At the other end of the country in British Columbia, an active proponent of MAiD, acknowledges that she, too, struggled to adapt to the vagueness of the federal law. Dr. Ellen Wiebe says she ultimately concluded she would have to rely on her personal best judgment about whether or not to administer death. Neither the re-written federal legislation, nor provincial regulations that followed it, define with clarity when a patient can receive MAiD, she says.
At the same time, Wiebe believes wholeheartedly that any mentally competent person who requests medically assisted death for the relief of suffering has a right to receive it. And suffering, she says, is a subjective judgement for the patient to make. The result, she says, frequently leaves her working “at the edge” of the law.
A prominent voice in the Dying With Dignity movement, Wiebe says when she undertook training in the Netherlands for administering euthanasia, she saw the issue as one of a clear-cut human right to autonomy. Falling back on personal judgment felt paternalistic to her. Leaving it to the personal judgment of some professional authority—even a doctor like herself—felt like interference in a fundamental human right to die when one chose.
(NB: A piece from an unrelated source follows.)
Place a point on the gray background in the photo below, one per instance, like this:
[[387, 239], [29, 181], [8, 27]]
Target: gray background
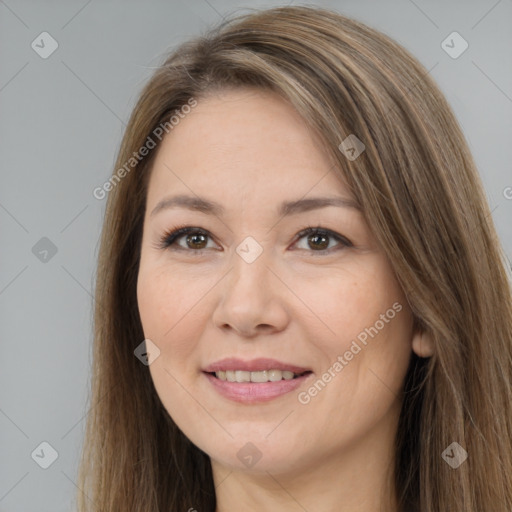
[[61, 122]]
“Then when I started doing it, I realized that I personally must be convinced in each case. I provide what is right up to the edge of the law, and never beyond, of course. I’m working beyond where some providers would work…it varies on how risk-averse people are. We have to submit 17 pages of paperwork, and we are being scrutinized line by line.”
She acknowledges, however, that the line, or edge, has already shifted significantly since she provided her first medically-assisted death in February 2016. (That was four months ahead of the law being changed to make it legal, but Wiebe notes she had judges’ approval to proceed.) Part of the challenge is the federal legislation now permits—or limits, depending on perspective—MAiD to when death is in the “foreseeable future” but does not clearly define what that means.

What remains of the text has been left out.